Daar stond ze, tussen de aardappelvelden. Luisterend naar de duizenden geluiden van de stilte.
De sproeiers die ervoor moesten zorgen dat de planten niet uitdroogden, spoten hun straaltjes in een boogje in het rond. Ze maakten telkens hetzelfde rondje. En elke keer dat ze haar passeerden, maakten ze een natte spets tegen haar rubberlaarzen.
In de verte hoorde ze iets in het struikgewas springen. Ze keek enigszins verschrikt op en zag een langorig dier boven het gras uitkomen. Verrassend groot, ze had het nooit eerder gezien. Een licht wee gevoel maakte zich meester van haar buik.
Wat een groot konijn, dacht ze. Het lijkt wel uit Alice in Wonderland te komen. Of uit Eric en het Insectenboek. Een uit de kluiten gewassen fabelfiguur die onbekend, dus niet te vertrouwen was.
Haar moeder, waar ze angstig naar toe liep, wist haar te vertellen dat het een haas was. Nooit geweten dat die zo groot kon zijn.
Het was ook de tijd van de sprinkhanen. Hele grote groene. Ze ving ze, en zette ze in potten met wat gras in. Ook sprinkhanen moesten eten. Gras, om groen te blijven. Iemand had haar verteld dat ze gemeen beten. Ze was er best bang voor, altijd voorzichtig, vanwege dat bijten. Maar nooit of te nimmer kreeg ze een beet. Of die iemand had haar iets wijsgemaakt, of haar voorzichtigheid zorgde ervoor dat ze ongebeten bleef.
Vlinders vangen, van de ene beemd naar de andere lopen. Citroentjes, koolwitjes, af en toe een dagpauwoog… Haar benen waren kort en het gras was lang. ’s Ochtends was het vaak nog nat van de dauw. Dan werd heel haar lichaampje vochtig, tot onder haar oksels, incluis haar benen. Vaak plakte er wat stro tegen, of de aren van delen gras die al gedroogd waren. Maar dat deerde haar niet. Ze was onbezonnen en kind van de zon. Eén met de natuur, onverschrokken en onbevangen.
Langs de kant van de weg stonden prachtige korenbloemen. En klaprozen, tientallen. Ze plukte ze soms, tegen beter weten in. Maar de fragiele bloem sloot huilend haar blaadjes, en liet ze slap hangen van verdriet eens ze van haar levenskracht ontnomen was.

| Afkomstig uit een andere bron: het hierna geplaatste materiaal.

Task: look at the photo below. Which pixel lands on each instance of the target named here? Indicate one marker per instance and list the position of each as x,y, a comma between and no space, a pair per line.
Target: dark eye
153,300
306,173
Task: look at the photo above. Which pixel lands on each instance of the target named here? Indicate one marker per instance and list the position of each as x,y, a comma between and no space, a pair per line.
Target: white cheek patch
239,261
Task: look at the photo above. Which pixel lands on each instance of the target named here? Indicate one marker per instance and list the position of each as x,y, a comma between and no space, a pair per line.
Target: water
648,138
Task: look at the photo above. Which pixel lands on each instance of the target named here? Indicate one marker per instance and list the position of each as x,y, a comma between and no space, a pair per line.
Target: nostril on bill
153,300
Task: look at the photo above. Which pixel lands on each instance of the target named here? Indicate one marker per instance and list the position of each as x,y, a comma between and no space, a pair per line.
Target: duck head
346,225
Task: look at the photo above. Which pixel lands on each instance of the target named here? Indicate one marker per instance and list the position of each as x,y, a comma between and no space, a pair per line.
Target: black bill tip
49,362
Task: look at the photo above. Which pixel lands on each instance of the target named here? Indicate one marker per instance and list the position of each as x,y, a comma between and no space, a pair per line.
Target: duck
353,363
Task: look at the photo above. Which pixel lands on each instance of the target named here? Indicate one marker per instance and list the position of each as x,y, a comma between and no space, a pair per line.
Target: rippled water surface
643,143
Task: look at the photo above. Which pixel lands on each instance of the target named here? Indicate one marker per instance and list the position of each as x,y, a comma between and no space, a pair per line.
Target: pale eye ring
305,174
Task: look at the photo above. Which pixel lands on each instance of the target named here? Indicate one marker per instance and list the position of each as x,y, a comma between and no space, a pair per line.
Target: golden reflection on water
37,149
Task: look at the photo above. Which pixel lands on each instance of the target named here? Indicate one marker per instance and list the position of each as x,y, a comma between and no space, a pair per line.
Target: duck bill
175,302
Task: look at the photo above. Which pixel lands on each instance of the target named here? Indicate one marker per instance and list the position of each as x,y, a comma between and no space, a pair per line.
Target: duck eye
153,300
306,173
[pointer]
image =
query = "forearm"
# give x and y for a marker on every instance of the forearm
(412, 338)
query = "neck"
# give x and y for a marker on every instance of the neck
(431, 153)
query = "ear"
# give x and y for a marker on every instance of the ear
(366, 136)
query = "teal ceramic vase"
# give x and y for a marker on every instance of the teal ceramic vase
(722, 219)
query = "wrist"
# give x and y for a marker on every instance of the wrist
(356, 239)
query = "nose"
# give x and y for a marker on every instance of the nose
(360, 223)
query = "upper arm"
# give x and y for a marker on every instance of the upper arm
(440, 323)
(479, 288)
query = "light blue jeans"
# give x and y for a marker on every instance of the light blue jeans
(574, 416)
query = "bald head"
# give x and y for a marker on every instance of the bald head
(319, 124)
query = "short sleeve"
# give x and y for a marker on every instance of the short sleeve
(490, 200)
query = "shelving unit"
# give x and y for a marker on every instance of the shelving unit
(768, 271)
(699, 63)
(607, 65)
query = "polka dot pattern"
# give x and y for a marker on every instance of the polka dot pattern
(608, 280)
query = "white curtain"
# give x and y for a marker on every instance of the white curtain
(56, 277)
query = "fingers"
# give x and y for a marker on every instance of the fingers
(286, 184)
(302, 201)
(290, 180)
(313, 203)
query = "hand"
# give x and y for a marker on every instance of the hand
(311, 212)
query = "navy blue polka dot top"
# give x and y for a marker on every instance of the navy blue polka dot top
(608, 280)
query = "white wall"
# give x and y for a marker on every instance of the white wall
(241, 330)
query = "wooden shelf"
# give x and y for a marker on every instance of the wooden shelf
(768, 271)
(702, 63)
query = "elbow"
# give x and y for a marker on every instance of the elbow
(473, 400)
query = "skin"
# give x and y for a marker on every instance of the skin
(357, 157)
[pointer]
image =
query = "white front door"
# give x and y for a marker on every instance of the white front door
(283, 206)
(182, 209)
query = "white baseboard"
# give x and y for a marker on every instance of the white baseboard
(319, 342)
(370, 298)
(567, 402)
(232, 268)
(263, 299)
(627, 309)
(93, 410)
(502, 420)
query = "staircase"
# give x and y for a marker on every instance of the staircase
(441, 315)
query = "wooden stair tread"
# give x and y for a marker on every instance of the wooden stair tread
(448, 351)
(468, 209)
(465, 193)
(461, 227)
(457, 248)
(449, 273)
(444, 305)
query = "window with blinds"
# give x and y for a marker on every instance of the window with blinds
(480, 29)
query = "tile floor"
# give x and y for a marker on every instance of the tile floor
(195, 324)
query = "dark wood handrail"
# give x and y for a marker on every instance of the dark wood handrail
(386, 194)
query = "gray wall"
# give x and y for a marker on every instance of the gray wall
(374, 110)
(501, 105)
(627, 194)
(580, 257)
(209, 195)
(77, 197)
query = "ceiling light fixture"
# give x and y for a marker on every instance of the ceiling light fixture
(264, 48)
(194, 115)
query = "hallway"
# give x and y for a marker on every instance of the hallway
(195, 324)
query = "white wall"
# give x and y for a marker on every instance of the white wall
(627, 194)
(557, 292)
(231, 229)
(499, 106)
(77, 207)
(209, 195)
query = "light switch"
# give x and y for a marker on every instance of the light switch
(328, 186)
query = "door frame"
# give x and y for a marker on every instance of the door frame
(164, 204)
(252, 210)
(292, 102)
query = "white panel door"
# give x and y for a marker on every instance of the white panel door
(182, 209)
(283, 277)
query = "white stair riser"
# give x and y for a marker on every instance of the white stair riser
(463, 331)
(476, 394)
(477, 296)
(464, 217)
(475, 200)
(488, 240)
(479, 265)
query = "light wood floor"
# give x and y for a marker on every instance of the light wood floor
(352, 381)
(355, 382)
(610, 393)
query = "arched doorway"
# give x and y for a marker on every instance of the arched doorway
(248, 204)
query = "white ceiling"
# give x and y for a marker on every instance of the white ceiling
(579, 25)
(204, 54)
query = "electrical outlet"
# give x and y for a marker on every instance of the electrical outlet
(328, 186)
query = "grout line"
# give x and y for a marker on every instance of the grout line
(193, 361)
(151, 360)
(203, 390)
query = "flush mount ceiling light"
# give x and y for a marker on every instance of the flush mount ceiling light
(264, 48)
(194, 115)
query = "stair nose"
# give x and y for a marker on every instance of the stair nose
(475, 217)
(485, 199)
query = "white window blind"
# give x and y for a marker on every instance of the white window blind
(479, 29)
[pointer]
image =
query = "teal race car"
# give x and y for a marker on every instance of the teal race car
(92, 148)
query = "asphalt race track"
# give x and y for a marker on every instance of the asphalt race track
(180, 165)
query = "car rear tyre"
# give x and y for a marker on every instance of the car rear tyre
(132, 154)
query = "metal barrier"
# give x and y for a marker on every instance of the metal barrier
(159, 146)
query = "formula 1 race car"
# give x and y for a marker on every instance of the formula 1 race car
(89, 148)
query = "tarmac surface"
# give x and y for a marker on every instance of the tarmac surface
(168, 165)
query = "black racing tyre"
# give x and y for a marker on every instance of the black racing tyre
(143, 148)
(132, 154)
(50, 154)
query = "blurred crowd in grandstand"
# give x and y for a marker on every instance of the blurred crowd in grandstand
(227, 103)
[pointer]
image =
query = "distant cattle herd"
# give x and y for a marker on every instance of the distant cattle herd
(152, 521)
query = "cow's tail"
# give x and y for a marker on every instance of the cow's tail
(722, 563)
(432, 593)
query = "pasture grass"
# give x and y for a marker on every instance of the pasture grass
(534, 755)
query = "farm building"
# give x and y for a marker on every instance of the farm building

Dan probeerde ze hopeloos de blaadjes terug in de goeie richting te krijgen. Maar het enige wat ze bereikte, was dat de bloemblaadjes kneusden en op die plekken donkerder rood kleurden en de bloem nog triester werd.
Het plekje achter de serres, waar de vlierbessen stonden, was magisch. Het was onontgonnen terrein waar ze alleen mocht komen als haar moeder in de buurt was. Er stond een levensloze stronk, vreemd gedraaid, wat hekserig vond ze. Het leek alsof het ooit de plek geweest was waar een kruidenvrouwtje haar thuis had. Midden in het magische, mystieke plekje waar de vlierbesbloesem geurde en de ouwe stronk als een grote arm uitnodigend wenkte.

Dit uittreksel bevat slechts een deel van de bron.